The third and final verse takes place on the son's wedding day. As they stand in the church, waiting for the bride-to-be, the son turns to his dad to tell him how much he’s learned from watching his father and mother, before claiming one last time that this is actually the best day of his life.

If you’re not a blubbering mess after listening to this song, then we don’t know why you’re even listening to country music.

6
MCA Records | 1996

I Can Still Make Cheyenne

This single from his 1996 Blue Clear Sky album tells the story of a rodeo cowboy torn between the two passions in his life, calling home to apologise to his lover for always being away and prioritising the rodeo life over his love life. When he assures her that he is coming home, she tells him she’s met someone else who isn’t a rodeo cowboy and she’s thinking of leaving.

Given the ultimatum between saving his relationship and the rodeo, the cowboy decides to go on to Cheyenne to take part in one of the most prestigious rodeos in America.

Probably for the best she met someone else, to be honest.

5
MCA Records Nashville | 1998

I Just Want To Dance With You

John Prine and Roger Cook gave George his 42nd no.1 single in 1998, although Prine had recorded a version of it 12 years earlier for his own German Afternoons album. George was in a particularly playful mood here; whistling along with the guitars and twirling his dance partner around the dancefloor in this laid-back country shuffle.

4
MCA Nashville | 2011

I Cross My Heart

Taken from the Pure Country soundtrack, ‘I Cross My Heart’ is George at his most incurably romantic, delivering lines like “You will always be the miracle that makes my life complete, and as long as there's a breath in me I'll make yours just as sweet” with a profoundly endearing charm on this heartfelt ballad.

3
MCA Records Nashville | 1987

All My Exes Live in Texas

The second single from the Ocean Front Property album finds George listing off his ex-lovers – Rosanna, Elieen, Allison and even Dimples – who all reside in various places throughout the state of Texas. He longs to live there too but resigns himself to having to stay in Tennessee, just to avoid them all. Somewhat surprisingly, Drake name checks the song in his single ‘HYFR’.

2
MCA Records | 1985

The Chair

There are some songs that you could never imagine anyone but George Strait singing, and ‘The Chair’ is one of them. His smooth delivery slips in to tell his one-sided account of a Friday night in a bar, where he walks up to a woman with the famous opening line, “Well, excuse me, but I think you've got my chair”, stumbling over his words as he offers to buy her a drink.

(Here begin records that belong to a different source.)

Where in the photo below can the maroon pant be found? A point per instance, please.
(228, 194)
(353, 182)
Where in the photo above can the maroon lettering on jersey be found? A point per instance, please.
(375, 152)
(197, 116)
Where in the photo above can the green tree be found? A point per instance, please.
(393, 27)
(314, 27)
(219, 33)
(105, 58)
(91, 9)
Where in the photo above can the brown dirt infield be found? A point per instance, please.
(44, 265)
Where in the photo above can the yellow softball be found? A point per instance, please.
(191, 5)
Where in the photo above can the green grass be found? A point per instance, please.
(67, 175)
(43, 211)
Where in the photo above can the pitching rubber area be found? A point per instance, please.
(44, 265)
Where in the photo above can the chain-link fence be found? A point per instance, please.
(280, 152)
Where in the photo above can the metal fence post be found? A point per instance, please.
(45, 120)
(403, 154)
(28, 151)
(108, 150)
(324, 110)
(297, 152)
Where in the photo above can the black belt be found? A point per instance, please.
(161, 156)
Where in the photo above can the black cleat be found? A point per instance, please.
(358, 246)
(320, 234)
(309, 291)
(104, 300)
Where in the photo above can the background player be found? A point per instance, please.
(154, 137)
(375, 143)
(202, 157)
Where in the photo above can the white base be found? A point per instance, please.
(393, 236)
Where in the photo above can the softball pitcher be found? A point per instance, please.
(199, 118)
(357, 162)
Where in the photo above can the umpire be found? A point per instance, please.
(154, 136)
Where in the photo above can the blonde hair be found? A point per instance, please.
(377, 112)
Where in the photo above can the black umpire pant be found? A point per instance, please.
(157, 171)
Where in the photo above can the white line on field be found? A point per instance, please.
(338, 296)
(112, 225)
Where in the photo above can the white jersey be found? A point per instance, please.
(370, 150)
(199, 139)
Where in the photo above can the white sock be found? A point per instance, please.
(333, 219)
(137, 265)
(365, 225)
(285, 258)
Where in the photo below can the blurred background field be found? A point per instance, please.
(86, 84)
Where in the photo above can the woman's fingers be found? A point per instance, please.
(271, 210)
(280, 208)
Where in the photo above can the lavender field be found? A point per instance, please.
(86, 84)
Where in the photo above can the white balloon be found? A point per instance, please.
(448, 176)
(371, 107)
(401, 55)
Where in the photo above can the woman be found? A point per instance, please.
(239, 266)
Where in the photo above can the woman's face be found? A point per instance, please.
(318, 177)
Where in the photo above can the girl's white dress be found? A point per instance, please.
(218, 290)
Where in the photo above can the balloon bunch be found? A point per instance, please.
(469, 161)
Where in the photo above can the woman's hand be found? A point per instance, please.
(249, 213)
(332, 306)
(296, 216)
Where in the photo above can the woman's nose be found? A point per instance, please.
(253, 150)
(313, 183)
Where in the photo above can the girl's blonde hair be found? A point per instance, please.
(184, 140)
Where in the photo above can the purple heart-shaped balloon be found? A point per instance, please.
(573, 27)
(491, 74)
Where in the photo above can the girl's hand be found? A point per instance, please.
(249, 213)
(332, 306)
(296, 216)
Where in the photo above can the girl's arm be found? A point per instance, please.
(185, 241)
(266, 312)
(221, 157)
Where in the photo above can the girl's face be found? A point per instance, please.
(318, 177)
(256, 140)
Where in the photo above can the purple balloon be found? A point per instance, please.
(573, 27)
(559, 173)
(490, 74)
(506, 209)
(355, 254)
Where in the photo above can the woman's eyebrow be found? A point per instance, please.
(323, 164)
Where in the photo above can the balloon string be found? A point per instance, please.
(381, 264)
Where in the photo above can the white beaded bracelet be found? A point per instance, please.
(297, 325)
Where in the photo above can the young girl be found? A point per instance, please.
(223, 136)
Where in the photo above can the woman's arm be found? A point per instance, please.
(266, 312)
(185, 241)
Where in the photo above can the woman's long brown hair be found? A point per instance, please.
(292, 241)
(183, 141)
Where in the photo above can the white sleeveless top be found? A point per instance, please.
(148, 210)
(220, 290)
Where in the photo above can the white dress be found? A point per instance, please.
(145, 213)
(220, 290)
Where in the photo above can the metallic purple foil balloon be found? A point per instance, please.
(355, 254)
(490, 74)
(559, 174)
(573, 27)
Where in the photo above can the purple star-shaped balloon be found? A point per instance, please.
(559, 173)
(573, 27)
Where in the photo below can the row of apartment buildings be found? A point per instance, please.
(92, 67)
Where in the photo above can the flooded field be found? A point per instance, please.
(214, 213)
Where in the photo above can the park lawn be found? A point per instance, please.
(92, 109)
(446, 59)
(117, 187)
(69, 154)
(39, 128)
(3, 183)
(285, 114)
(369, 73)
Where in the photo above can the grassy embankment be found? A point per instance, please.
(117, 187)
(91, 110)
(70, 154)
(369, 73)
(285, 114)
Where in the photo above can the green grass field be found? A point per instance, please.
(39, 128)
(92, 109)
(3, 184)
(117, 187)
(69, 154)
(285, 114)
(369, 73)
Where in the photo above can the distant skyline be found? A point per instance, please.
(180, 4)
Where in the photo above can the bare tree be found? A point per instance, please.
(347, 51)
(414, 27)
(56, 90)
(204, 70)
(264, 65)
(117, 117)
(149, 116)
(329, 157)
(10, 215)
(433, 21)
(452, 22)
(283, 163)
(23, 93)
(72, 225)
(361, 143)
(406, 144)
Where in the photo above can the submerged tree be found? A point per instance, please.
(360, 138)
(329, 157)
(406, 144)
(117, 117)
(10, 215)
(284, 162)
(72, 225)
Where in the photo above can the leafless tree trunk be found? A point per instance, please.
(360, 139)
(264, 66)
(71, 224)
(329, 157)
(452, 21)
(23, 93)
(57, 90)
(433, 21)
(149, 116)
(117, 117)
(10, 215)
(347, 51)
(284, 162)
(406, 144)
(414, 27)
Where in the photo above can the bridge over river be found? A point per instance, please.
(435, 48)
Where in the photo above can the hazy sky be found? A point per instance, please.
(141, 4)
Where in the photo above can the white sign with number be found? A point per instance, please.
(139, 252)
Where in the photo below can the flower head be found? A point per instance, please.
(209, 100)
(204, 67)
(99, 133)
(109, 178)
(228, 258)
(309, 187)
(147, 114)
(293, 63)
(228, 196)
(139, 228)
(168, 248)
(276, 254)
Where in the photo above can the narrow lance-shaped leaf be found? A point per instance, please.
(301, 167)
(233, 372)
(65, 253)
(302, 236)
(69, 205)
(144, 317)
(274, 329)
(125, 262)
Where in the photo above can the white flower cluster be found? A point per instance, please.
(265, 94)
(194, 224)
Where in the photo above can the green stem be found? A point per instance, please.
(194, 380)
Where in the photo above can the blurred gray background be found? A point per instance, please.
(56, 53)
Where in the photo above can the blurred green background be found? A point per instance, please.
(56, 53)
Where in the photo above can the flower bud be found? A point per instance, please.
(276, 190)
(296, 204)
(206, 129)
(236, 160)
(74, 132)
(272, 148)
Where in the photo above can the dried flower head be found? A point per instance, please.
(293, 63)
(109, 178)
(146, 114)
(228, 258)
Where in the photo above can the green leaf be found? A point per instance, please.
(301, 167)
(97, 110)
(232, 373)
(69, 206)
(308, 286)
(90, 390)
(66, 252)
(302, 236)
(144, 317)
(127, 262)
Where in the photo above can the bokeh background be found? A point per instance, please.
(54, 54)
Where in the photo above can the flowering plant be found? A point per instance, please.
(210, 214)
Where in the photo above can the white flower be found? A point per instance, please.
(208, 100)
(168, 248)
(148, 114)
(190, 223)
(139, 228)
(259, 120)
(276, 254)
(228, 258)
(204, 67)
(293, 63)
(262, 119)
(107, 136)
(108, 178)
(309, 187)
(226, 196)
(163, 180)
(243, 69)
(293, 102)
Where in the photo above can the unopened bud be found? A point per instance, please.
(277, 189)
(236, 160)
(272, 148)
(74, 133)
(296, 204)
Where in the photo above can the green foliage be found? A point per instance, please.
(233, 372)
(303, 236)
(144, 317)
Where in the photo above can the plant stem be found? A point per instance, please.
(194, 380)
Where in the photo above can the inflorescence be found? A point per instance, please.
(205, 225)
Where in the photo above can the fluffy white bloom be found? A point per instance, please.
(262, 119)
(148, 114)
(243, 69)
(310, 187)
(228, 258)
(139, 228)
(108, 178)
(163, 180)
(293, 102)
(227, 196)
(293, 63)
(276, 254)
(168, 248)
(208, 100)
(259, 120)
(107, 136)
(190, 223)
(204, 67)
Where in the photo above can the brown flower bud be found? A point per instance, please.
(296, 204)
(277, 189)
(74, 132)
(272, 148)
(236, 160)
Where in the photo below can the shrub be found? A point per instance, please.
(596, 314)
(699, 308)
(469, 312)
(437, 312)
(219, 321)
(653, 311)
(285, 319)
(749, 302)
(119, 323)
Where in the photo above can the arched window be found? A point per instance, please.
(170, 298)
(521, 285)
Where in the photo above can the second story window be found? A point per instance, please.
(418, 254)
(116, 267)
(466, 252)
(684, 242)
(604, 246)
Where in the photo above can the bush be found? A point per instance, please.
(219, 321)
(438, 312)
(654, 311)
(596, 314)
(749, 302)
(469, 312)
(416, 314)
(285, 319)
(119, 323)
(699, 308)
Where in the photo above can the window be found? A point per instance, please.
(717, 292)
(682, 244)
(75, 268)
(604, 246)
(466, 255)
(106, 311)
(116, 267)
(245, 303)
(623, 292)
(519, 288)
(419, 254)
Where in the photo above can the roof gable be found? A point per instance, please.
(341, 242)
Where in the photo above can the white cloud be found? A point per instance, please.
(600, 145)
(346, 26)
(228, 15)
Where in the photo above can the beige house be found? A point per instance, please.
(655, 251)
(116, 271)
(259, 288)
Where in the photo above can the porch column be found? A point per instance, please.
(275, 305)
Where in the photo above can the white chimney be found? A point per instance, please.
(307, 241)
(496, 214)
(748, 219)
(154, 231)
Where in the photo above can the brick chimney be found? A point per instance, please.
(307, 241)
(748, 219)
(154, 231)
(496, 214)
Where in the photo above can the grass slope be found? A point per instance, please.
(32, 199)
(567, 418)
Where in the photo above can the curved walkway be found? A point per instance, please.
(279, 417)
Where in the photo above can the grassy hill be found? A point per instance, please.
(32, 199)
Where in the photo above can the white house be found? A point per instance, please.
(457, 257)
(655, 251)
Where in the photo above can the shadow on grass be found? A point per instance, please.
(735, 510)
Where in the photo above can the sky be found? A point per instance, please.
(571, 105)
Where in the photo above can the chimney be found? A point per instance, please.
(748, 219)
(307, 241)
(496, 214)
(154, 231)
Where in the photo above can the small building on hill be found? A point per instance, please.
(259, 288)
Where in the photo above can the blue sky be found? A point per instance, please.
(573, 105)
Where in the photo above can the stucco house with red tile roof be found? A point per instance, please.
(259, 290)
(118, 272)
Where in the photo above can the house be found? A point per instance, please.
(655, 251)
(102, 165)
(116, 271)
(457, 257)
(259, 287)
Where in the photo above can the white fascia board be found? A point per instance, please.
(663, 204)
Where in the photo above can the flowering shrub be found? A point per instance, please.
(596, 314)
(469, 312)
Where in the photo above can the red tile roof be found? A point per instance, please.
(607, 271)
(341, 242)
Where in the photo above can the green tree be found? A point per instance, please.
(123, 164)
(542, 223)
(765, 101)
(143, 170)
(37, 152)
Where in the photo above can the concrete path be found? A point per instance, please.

They sit down and, after a night spent talking and possibly dancing, he ends up driving her home. Written by Hank Cochran and Dean Dillon at the end of a particularly long night, it came to them when they were “about written out", as Dillon later described it, after he strummed his guitar and sang the opening line. 20 minutes later, ‘The Chair’ was complete.

The song is included in our Holler playlist of The Best Country Songs About Furniture.

1
MCA Records | 1982

Amarillo By Morning

Written way back in 1973 by Terry Stafford and Paul Fraser, versions of this song had already been released by Stafford and by real-life rodeo champion Chris LeDoux by the time George got his hands on it.

Sung from the point of view of rodeo cowboy, this time driving through the night to a county fair in Amarillo, Texas, it recounts the difficulties that have befallen him throughout his life - broken bones, wives and girlfriends he’s lost, and ultimately poverty – but concludes that he wouldn’t have it any other way.

Despite being regularly included on lists of the best country songs of all time, it’s one of the few singles released that didn’t make it to no.1; stalling at no.4 upon its release.